See Keith M. Lundin William H. Brown, Chapter 13 Bankruptcy, 4th Edition, § 312.1 at ¶ 4, Sec, Rev., June 10, 2004.,www.Ch13online.com (noting that "[b]ankruptcy courts consider the preferences expressed by creditors in making the decision whether to convert or dismiss under § 1307(c).").
See, e.g., In re Brock, 365 B.R. 201, 213 (Bankr.D.Kan. 2007) (concluding that best interest of creditors would be better served by converting case rather than by dismissal where there were "many questions about the degree and extent of the debtor's assets."); Blaise, 219 B.R. at 950 (affirming bankruptcy court's decision to convert rather than dismiss Chapter 13 case where debtor failed to disclose assets and sole property of the estate without court approval).
Ms. Ferri has enjoyed the protection of the automatic stay for some nineteen months while her creditors were held at bay, yet she failed to appropriately discharge her duties as a debtor in possession. She filed operating reports for the first six months of her chapter 11 case all at once, instead of monthly, and the operating reports she filed contain unaccounted for cash withdrawals, evidence of payments to professionals not approved by the Court, and other deficiencies. Further, no operating reports were filed for an extended period; therefore, no accounting of estate income and expenses has been made for that period. It is in the best interest of creditors and the estate for an independent chapter 7 trustee to determine whether to seek to recover unauthorized funds expended in furtherance of post-petition transactions.

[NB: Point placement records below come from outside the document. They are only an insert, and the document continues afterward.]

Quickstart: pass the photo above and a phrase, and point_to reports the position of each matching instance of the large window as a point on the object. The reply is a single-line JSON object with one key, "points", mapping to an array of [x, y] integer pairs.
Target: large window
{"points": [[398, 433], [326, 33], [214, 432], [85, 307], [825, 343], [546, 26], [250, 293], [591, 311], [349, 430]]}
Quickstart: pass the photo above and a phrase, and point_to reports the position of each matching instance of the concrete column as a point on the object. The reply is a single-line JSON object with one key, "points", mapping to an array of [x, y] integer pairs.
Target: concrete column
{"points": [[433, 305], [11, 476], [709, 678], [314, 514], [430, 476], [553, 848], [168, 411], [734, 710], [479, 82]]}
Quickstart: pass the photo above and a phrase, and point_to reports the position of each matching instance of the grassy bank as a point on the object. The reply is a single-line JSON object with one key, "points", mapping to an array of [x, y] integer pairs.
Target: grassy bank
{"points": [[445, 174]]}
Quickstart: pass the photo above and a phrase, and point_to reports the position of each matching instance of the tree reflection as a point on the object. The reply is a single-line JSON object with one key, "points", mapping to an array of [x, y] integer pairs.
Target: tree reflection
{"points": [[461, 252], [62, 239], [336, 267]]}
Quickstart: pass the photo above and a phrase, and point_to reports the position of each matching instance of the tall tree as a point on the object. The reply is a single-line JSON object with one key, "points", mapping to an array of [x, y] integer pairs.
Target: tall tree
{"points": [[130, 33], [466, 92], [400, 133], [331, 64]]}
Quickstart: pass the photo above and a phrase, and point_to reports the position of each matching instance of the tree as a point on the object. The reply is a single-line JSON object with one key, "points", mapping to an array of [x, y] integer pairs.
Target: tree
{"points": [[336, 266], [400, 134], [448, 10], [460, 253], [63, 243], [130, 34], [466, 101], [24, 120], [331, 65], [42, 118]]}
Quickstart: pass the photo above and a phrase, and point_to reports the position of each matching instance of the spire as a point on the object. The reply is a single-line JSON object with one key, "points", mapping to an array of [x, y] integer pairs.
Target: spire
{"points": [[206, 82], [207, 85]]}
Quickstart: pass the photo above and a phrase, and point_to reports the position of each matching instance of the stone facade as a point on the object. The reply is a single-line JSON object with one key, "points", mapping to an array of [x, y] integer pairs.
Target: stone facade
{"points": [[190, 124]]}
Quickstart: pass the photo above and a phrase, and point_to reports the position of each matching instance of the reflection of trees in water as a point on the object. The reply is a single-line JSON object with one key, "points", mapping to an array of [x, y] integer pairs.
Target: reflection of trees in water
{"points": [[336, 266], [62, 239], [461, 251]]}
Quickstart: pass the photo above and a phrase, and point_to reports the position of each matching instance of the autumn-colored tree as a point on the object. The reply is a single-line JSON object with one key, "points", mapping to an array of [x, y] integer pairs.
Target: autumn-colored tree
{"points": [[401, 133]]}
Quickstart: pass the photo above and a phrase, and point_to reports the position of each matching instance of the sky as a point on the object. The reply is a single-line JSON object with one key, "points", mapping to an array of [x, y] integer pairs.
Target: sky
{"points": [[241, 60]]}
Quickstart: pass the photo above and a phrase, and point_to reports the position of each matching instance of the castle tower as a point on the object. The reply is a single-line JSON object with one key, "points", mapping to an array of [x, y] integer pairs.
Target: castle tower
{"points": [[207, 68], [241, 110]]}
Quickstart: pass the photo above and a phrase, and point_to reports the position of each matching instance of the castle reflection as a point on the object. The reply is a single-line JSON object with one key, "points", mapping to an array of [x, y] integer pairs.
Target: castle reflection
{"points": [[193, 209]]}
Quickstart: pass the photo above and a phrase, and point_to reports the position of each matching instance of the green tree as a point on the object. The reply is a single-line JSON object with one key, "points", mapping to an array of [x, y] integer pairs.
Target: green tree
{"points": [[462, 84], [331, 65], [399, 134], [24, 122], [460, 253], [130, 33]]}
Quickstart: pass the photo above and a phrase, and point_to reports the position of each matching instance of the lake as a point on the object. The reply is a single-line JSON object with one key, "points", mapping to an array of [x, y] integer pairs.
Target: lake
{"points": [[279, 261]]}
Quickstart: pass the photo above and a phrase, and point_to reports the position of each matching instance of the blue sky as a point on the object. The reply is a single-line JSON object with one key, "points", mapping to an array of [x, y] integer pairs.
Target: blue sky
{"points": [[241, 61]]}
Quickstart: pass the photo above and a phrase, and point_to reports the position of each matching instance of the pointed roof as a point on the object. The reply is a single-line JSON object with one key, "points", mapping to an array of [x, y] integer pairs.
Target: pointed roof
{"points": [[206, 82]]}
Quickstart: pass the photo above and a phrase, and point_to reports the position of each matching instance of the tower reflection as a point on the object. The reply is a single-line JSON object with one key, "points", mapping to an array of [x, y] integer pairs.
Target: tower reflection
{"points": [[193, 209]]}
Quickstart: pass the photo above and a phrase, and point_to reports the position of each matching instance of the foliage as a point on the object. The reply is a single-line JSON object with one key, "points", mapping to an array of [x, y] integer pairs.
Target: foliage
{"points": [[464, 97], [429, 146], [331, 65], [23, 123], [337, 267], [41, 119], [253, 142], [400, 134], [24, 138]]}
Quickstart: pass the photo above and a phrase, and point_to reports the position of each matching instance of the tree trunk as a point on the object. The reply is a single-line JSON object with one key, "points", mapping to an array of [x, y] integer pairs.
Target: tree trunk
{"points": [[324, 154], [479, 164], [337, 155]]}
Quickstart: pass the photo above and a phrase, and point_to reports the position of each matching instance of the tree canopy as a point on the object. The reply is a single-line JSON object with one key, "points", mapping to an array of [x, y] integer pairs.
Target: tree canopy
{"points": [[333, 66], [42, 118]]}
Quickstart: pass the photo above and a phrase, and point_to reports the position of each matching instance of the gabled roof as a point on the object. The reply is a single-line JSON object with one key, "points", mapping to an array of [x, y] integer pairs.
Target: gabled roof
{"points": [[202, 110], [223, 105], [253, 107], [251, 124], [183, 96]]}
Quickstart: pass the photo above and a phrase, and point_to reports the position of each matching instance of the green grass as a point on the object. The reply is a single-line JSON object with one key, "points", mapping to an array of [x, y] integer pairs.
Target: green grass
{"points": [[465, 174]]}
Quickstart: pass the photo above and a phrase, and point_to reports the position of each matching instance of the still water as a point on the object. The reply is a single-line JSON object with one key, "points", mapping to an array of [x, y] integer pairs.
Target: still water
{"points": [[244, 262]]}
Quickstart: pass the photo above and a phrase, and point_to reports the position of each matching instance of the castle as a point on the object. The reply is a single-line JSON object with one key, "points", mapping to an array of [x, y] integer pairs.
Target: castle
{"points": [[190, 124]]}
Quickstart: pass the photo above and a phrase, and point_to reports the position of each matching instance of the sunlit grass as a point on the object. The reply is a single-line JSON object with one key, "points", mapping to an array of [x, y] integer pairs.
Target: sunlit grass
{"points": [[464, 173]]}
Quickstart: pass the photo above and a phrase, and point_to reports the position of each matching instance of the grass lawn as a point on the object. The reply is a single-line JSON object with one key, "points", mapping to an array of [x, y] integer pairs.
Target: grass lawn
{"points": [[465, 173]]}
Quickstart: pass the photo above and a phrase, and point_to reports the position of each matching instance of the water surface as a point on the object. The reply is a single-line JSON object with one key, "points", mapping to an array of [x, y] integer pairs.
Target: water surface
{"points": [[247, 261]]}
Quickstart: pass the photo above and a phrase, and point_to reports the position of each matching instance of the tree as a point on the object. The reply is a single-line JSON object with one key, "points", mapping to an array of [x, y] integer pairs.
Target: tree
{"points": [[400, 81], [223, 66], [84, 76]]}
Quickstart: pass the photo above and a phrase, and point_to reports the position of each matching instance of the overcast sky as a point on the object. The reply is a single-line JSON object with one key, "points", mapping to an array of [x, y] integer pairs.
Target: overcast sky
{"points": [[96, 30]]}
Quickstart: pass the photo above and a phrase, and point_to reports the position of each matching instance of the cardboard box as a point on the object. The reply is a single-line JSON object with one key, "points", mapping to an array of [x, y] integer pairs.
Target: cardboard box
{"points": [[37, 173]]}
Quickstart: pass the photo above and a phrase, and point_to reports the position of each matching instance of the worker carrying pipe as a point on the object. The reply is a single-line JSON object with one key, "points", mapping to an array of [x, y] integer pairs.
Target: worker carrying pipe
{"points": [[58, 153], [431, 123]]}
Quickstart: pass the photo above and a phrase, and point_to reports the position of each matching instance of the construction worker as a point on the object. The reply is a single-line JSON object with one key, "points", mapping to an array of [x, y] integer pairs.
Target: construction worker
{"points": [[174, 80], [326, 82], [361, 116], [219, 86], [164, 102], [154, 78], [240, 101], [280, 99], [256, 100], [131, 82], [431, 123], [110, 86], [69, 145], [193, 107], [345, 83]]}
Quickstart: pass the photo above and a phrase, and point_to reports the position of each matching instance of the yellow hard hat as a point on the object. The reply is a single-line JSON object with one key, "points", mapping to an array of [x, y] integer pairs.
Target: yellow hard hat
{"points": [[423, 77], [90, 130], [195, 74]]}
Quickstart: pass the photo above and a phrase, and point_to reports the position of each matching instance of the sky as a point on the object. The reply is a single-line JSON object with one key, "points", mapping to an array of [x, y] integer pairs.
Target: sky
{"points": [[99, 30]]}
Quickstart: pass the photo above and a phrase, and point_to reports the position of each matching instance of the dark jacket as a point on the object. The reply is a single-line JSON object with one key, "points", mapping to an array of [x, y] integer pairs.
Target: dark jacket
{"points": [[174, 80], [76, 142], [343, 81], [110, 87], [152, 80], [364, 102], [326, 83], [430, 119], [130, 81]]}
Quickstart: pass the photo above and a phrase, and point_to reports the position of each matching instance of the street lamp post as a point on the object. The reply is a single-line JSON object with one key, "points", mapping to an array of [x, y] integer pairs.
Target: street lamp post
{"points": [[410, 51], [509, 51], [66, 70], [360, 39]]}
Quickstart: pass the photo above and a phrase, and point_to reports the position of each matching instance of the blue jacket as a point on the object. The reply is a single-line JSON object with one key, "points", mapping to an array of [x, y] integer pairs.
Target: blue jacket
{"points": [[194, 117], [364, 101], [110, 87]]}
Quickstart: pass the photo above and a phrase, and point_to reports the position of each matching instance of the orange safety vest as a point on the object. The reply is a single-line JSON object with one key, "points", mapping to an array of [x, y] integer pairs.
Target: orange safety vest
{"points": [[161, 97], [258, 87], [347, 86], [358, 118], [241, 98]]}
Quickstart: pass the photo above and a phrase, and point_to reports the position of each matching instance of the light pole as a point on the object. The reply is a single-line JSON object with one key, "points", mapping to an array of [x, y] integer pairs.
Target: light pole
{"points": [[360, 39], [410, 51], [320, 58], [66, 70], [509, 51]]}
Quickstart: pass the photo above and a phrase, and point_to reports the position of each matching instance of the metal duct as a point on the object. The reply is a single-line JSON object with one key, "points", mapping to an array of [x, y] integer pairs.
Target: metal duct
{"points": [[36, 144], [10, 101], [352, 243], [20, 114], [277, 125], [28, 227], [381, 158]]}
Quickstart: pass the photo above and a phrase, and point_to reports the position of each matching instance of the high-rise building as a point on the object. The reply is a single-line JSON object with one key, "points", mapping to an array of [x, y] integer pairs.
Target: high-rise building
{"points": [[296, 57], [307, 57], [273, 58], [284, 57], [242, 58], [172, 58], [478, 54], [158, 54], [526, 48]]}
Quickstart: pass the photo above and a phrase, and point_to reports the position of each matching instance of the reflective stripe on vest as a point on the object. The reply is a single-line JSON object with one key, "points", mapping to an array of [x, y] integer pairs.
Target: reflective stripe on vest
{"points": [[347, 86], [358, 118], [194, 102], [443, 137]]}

Debtor argues, inter alia, that the Court should dismiss rather than convert Debtor's case because dismissal will simply return creditors to their former positions, that there are no viable, non-exempt assets to be administered in a Chapter 7 case, and that any remaining collection efforts are best pursued through garnishment under state law. Counsel for the Debtor further represented that he would not file another bankruptcy case on behalf of the Debtor if this case were dismissed. The Court is not persuaded that these factors are sufficient grounds to dismiss rather than convert the Debtor's case. The operating reports, together with the Debtor's own testimony, demonstrate that the Debtor has failed to provide a sufficient accounting of her business affairs during the pendency of this case for the Court to make any of those determinations regarding assets of the estate and how creditors may best collect their claims. Based on the foregoing, the Court concludes that conversion, rather than dismissal, is in the best interest of creditors and the estate.
This Memorandum Opinion shall constitute the Court's findings of fact and conclusions of law under Rule 7052, Fed.R.Bankr.P. An appropriate order will be entered.